3. Ich habe bisher mit 42 Flüchtlingen zusammengearbeitet. Meine Erfahrungen habe ich dazu schon beschrieben ("motiviert", "lernbegierig",...)
4. Das einzige Problem ist, dass viele erwarten, dass ein Flüchtling integriert hier ankommt und direkt arbeitsfähig ist. Aber dazu müssen wir ihn machen und das dauert (2-5 Jahre). Wir müssen das zahlen und - was viel wichtiger ist - die Flüchtlinge aktiv integrieren. Ich habe mittlerweile so viele Betriebe, die DRINGEND Azubis einstellen wollen, aber keine kriegen. Die freuen sich auf die Flüchtlinge. Die sehen auch überhaupt kein Problem, außer das sprachliche. Es werden dafür keine Nicht-Flüchtlinge nicht eingestellt, sondern man bekommt KEINE (oder zuwenige) Bewerbungen.

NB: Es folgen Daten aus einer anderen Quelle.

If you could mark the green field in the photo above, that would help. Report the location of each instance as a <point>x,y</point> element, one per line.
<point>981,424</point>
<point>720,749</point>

Die Flüchtlinge brauchen ZEIT!!!
5. Ich stelle bisher noch wenige Probleme fest, dass sie das Deutsche Leben ablehnen. In meinem Unterricht saß auch noch keiner mit Sprengstoffgürtel. Es wurde auch noch keine Schülerin/Schüler dumm angequatscht. Sie sind meist schüchtern, schauen viel auf die anderen Schüler und wollen sich anpassen. Erleben sie aber immer wieder Diskussionen wie "Die nehmen den anderen was weg....die Gelder werden jetzt zu Gunsten der Flüchtlinge umverteilt...hier kommen ganz viel Radikale an...die Können nix..." dann schaffen wir ganz viele Menschen, die auf Distanz zu uns gehen, weil WIR sie ablehnen und nicht sie uns. (unsere Schüler bekommen nämlich eine Tageszeitung KOSTENLOS...verwerflich? bekommen die anderen Schüler nämlich nicht...)
6. Ich musste viel über Arnes Antwort nachdenken, als irgendjemand ihn hier fragte: "Was tust Du denn für die Flüchtlinge?" und er antwortete "Ich schenke ihnen ein Lächeln". Darüber habe ich mir zuerst geärgert und jetzt denke ich: "Ja, GENAU DAS IST ES!"
7. Versucht mal den Perspektivenwechsel. Ihr kommt aus Deutschland (sagen wir mal, da wäre Bürgerkrieg) in eine völlig neue Kultur, alles ist anders, ihr könnt die Sprache nicht, ihr seid gebildet (z.B. Lehrer) und jetzt kommt alles auf einmal...was erwartet ihr denn von den Flüchtlingen?